If you’ve been following us, then you know March has been a rough one this year. The lead-up to the anniversary of Mark’s death has been much more difficult than I ever could have imagined. To help us cope, we decided on a trip to Chicago for Spring Break this year. If you follow me on Facebook, you already know this. If you don’t follow me on Facebook, you should. Like the Extra Grace Required page here. Anyway, we spent time with family, took in the sites, visited Shedd Aquarium and ate lots of food not on my diet.
Overall, our poor man’s getaway (not a warm beach destination) was a great idea. It was a welcome distraction from all the terrible feelings. It was good to spend time with people who love us and invest in intentional fun.
After a week of fun and family, we drove home last weekend. It’s always good to be home after being away, and yet that unsettled and heavy feeling of unrest was back upon me once we returned. Yesterday I realized why. Although I love our home and most of our memories with Mark happened here, it doesn’t feel like “home” anymore. And the truth is, nowhere feels like home anymore, because home is where Mark is. Because he’s not here, it’s just really hard to feel love, comfort, safety, peace. Now there’s just a hollowed out feeling in it’s place and that causes unrest. Even if we moved and started fresh, I think I would still feel an obvious void of completion. I hope time heals this emptiness, although I’m not sure it will. Perhaps we will just learn how to live on with the empty space in our hearts. Maybe the wound heals in time but the scar that’s left just becomes a permanent part of who we are.
I really love C.S. Lewis and pretty much everything he ever wrote. You know that question – if you could have dinner with three people, dead or alive, who would you choose? He’s definitely one of my three people. In his book, “A Grief Observed,” he likens grief to an amputation.
“Getting over it so soon? But the words are ambiguous. To say the patient is getting over it after an operation for appendicitis is one thing; after he’s had his leg off it is quite another. After that operation either the wounded stump heals or the man dies. If it heals, the fierce, continuous pain will stop. Presently he’ll get back his strength and be able to stump about on his wooden leg. He has ‘got over it.’ But he will probably have recurrent pains in the stump all his life, and perhaps pretty bad ones; and he will always be a one-legged man. There will be hardly any moment when he forgets it. Bathing, dressing, sitting down and getting up again, even lying in bed, will all be different. His whole way of life will be changed. All sorts of pleasures and activities that he once took for granted will have to be simply written off. Duties too. At present I am learning to get about on crutches. Perhaps I shall presently be given a wooden leg. But I shall never be a biped again. ” — C S Lewis – excerpts from “A Grief Observed”

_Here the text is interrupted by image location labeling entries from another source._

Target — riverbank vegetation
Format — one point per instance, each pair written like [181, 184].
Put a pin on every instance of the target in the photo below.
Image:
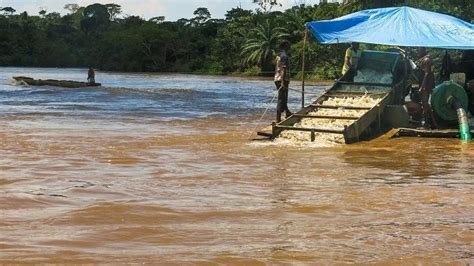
[244, 42]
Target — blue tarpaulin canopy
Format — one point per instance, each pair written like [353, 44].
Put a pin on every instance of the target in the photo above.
[398, 26]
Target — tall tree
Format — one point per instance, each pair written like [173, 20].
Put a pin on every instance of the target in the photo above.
[260, 47]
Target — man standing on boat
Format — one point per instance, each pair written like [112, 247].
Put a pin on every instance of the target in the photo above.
[351, 60]
[426, 88]
[91, 76]
[282, 80]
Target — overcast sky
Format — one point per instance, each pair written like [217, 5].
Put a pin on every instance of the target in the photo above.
[171, 9]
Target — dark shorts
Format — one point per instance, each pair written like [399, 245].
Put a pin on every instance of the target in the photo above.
[282, 103]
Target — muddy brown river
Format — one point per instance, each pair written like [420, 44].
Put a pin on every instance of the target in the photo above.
[160, 169]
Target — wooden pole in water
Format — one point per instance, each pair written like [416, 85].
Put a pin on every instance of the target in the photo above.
[303, 67]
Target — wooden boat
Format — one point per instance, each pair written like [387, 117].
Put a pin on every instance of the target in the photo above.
[53, 82]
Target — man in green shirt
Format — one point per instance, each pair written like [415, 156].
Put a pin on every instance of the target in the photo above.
[351, 60]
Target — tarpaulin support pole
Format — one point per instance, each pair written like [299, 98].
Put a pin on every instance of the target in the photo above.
[303, 67]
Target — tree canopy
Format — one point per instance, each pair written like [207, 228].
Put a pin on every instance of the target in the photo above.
[245, 41]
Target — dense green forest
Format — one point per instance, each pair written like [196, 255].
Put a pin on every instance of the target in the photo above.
[244, 42]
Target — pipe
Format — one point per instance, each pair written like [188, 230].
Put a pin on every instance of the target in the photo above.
[464, 128]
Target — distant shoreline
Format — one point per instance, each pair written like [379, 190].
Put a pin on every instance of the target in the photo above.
[309, 82]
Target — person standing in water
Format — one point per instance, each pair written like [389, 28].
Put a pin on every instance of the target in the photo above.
[282, 80]
[91, 76]
[351, 60]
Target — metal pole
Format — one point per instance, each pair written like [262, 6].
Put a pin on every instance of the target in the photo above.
[303, 67]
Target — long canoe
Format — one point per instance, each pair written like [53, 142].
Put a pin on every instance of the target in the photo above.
[53, 82]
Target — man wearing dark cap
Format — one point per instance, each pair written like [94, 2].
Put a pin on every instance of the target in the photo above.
[282, 80]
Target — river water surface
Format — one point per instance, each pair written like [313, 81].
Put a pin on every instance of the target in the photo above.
[160, 169]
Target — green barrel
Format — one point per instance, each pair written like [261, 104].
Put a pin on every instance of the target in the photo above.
[440, 100]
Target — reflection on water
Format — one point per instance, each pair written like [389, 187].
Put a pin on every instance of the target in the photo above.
[159, 168]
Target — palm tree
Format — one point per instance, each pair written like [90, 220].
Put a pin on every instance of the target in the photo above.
[259, 49]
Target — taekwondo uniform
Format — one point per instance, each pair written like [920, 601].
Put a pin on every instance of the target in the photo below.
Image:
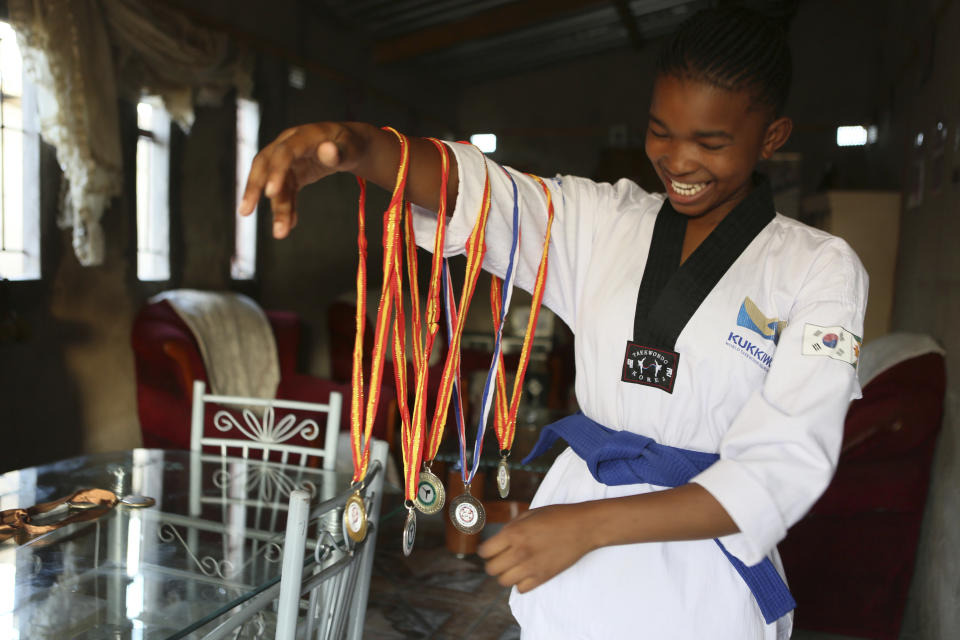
[763, 368]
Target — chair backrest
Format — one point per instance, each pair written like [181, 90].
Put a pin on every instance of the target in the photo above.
[265, 433]
[338, 581]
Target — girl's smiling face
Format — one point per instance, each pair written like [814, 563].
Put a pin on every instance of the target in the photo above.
[704, 143]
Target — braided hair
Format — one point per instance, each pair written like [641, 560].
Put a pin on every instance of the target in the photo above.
[732, 48]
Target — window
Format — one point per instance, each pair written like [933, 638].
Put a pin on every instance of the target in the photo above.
[153, 191]
[19, 166]
[486, 142]
[856, 136]
[243, 265]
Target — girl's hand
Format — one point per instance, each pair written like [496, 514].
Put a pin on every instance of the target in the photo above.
[298, 157]
[538, 545]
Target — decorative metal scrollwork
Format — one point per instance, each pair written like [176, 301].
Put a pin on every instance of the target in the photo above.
[271, 551]
[265, 476]
[267, 431]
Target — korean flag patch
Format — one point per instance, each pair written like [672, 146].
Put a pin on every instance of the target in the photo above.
[833, 342]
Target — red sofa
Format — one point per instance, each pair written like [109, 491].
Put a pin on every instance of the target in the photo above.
[849, 562]
[167, 361]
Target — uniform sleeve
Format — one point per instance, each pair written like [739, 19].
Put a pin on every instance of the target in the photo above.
[577, 202]
[780, 453]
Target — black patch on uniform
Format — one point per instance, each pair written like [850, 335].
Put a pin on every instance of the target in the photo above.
[671, 292]
[650, 367]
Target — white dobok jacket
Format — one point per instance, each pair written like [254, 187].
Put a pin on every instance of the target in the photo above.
[766, 373]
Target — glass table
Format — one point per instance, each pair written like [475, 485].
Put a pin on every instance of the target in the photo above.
[212, 541]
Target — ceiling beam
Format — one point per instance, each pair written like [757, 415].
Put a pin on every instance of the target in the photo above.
[485, 24]
[629, 23]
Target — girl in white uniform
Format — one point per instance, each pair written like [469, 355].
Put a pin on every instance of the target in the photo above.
[703, 321]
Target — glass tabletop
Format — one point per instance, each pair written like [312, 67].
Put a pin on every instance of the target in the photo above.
[212, 540]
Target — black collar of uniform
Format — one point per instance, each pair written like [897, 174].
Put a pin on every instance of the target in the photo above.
[670, 292]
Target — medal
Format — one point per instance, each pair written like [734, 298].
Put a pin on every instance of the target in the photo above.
[430, 493]
[467, 514]
[355, 518]
[503, 478]
[409, 531]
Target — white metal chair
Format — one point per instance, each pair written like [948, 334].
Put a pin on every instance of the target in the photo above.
[265, 434]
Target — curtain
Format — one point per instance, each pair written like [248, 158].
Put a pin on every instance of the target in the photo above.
[83, 55]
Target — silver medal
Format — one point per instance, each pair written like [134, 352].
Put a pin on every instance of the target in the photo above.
[355, 518]
[430, 493]
[503, 478]
[409, 531]
[467, 514]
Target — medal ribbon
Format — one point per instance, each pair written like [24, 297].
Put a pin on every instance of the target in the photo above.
[412, 436]
[360, 418]
[505, 419]
[500, 306]
[456, 317]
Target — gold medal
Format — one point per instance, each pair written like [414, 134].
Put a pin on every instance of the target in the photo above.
[467, 514]
[409, 531]
[355, 518]
[430, 493]
[503, 478]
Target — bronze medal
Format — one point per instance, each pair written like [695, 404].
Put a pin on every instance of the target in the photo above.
[132, 501]
[355, 518]
[409, 532]
[467, 514]
[430, 493]
[503, 478]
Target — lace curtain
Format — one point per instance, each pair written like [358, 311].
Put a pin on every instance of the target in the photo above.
[82, 55]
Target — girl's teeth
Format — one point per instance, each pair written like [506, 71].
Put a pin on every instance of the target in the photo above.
[684, 189]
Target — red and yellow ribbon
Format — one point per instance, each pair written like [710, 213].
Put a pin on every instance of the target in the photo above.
[361, 418]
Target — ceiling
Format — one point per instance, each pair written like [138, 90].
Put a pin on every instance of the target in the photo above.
[470, 39]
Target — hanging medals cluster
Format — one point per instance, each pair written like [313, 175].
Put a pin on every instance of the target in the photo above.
[423, 490]
[362, 415]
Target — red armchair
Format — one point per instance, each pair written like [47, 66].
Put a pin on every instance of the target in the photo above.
[851, 559]
[167, 361]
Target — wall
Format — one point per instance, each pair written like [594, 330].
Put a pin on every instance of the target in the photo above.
[560, 119]
[925, 89]
[68, 386]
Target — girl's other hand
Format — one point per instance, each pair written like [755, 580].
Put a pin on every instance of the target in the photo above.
[298, 157]
[537, 545]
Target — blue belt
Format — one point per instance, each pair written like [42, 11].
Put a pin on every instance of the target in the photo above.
[621, 457]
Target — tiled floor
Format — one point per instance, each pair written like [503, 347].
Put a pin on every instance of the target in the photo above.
[432, 593]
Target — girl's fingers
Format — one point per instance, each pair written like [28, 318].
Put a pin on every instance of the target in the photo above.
[283, 205]
[528, 584]
[279, 166]
[503, 562]
[516, 575]
[255, 181]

His words resonate profoundly with me. I believe I am just now realizing that “I shall never be a biped again.” And with that realization comes new, intense and painful grief. It brings a fresh wave of homesickness and disorientation. And it feels terrible. It’s like I don’t even know who I am without him! He was part of me!
Romans Chapter 8 comes to mind as I work through all of this. The waiting, the anticipation is building the longer I grieve. I value my life and trust there’s purpose for it. I want to embrace it and fulfill whatever the plan is for my life. But the labor pains of this life are building. I’m only going to quote a portion of Romans 8, but trust me – read ALL of it. It’s some of the Bible’s best.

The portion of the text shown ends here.